Systemic fungal infection is considered to be an important cause of morbidity and mortality in cancer patients, particularly those with neutropenia. Antifungal drugs are often given prophylactically, or empirically to patients with persistent fever.

Objectives: 

To compare the effect of fluconazole and amphotericin B on morbidity and mortality in patients with cancer complicated by neutropenia.

Search strategy: 

We searched PubMed from 1966 to 7 July 2014 and the reference lists of identified articles.

Selection criteria: 

Randomised clinical trials comparing fluconazole with amphotericin B.

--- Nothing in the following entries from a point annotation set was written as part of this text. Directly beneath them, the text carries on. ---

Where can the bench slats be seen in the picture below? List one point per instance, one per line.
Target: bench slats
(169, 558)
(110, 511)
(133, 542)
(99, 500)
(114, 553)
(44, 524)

Data collection and analysis: 

The two review authors independently assessed trial eligibility and risk of bias, and abstracted data.

Main results: 

Seventeen trials (3798 patients, 381 deaths) were included. In two large three-armed trials, results for amphotericin B were combined with results for nystatin in a 'polyene' group. Because nystatin is an ineffective drug in these circumstances, this approach creates a bias in favour of fluconazole. Furthermore, most patients were randomised to oral amphotericin B, which is poorly absorbed and poorly documented. There was overlap among the 'polyene' trials but we were unable to obtain any information from the trial authors or from Pfizer, the manufacturer of fluconazole, to clarify these issues. There were no significant differences in effect between fluconazole and amphotericin B, but the confidence intervals were wide. More patients dropped out of the study when they received amphotericin B, but as none of the trials were blinded decisions on premature interruption of therapy could have been biased. Furthermore, amphotericin B was not given under optimal circumstances, with premedication to reduce infusion-related toxicity, slow infusion, and with fluid, potassium and magnesium supplements to prevent nephrotoxicity. The major harms were hepatic impairment and gastrointestinal adverse effects with fluconazole and infusion-related toxicity, renal impairment and gastrointestinal adverse effects with amphotericin B. For the 2011 and 2014 updates no additional trials were identified for inclusion.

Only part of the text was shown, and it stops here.